I´m sure you can think of a ton of useful applications for this, one could be to create blinking traffic lights or whatever...

6. Explode to Object.

There are a lot of occasions, where you want to create an exploded view of an object. An easy way to split your objects elements into single objects, with out manually detaching every single element is to collapse it to an editably mesh.
There you have the option to explode the mesh to objects, using the currently set elements.
After that you can simple convert them back to editably polys if you like.
There also is a script for that on scriptspot, but sometimes it might be faster or better doing it this way.

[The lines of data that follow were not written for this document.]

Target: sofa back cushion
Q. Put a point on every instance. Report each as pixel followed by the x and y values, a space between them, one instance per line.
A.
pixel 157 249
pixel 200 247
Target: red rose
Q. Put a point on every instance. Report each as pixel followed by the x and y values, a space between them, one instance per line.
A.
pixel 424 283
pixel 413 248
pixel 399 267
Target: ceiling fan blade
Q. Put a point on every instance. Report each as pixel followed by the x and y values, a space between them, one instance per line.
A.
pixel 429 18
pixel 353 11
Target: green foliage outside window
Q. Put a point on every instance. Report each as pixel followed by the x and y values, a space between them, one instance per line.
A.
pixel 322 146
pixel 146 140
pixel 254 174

7. Optimizing your mesh with the graphite modelling ribbon

In the section freeform of the graphite modelling ribbon are a bunch of useful tools to optimize your mesh.
If you haven´t checked them out yet: Go do it right now!
If you hover over the several icons, you get a detailed information on all the shortcuts and what they do.

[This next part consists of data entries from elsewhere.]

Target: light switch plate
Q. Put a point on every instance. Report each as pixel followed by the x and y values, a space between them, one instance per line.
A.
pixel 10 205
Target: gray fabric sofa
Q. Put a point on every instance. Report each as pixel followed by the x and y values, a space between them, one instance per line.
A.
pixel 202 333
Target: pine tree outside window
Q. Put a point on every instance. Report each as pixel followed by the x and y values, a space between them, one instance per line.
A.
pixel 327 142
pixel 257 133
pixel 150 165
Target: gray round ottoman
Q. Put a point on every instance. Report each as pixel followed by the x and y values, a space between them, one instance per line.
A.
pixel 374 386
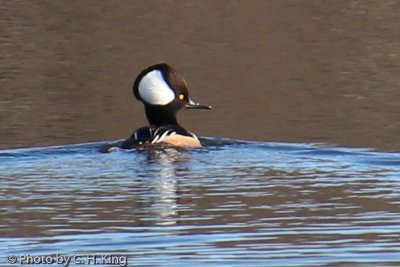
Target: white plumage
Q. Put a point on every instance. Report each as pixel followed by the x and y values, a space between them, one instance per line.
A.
pixel 154 90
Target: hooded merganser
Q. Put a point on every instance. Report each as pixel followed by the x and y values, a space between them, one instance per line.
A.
pixel 163 92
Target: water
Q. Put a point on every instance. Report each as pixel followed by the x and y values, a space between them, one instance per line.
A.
pixel 231 203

One I had not checked out before: Under Loops, there is a box called "Loop tools", wich makes it very easy to create circular loops. And it even works at the poly level!

8. Xnormal plugin

Another tip Jamie just breezed through on his way...
If you ever used the viewport canvas to paint textures directly in Max, you might have noticed, that you don´t get any edge extension, wich might cause nasty seams.
But you can just use the free Xnormal plugin for Photoshop to fix this.
If I correctly remember it, its under "dilation" and then "edge extension".
The plugin by the way is FREE and awesome. Or so I have heard, I´ve never gotten around to actually try it out myself. Another round of shame on me...

9. Autobackup

Another thing that happens to everyone...Max crashes!
Luckily there is the autobackup option in Max (wich I admittetly turn off sometimes, if I´m working on some complicated stuff or in a large scene where autosaving just takes forever).
But sometimes even the Autobackups get messed up, so what do you do know?
Well, there is another file in the autobackup folder called "maxBack.bak". Wich apparently is a backup file of the autobackup...just replace the ending with .max and you´re ready to go again!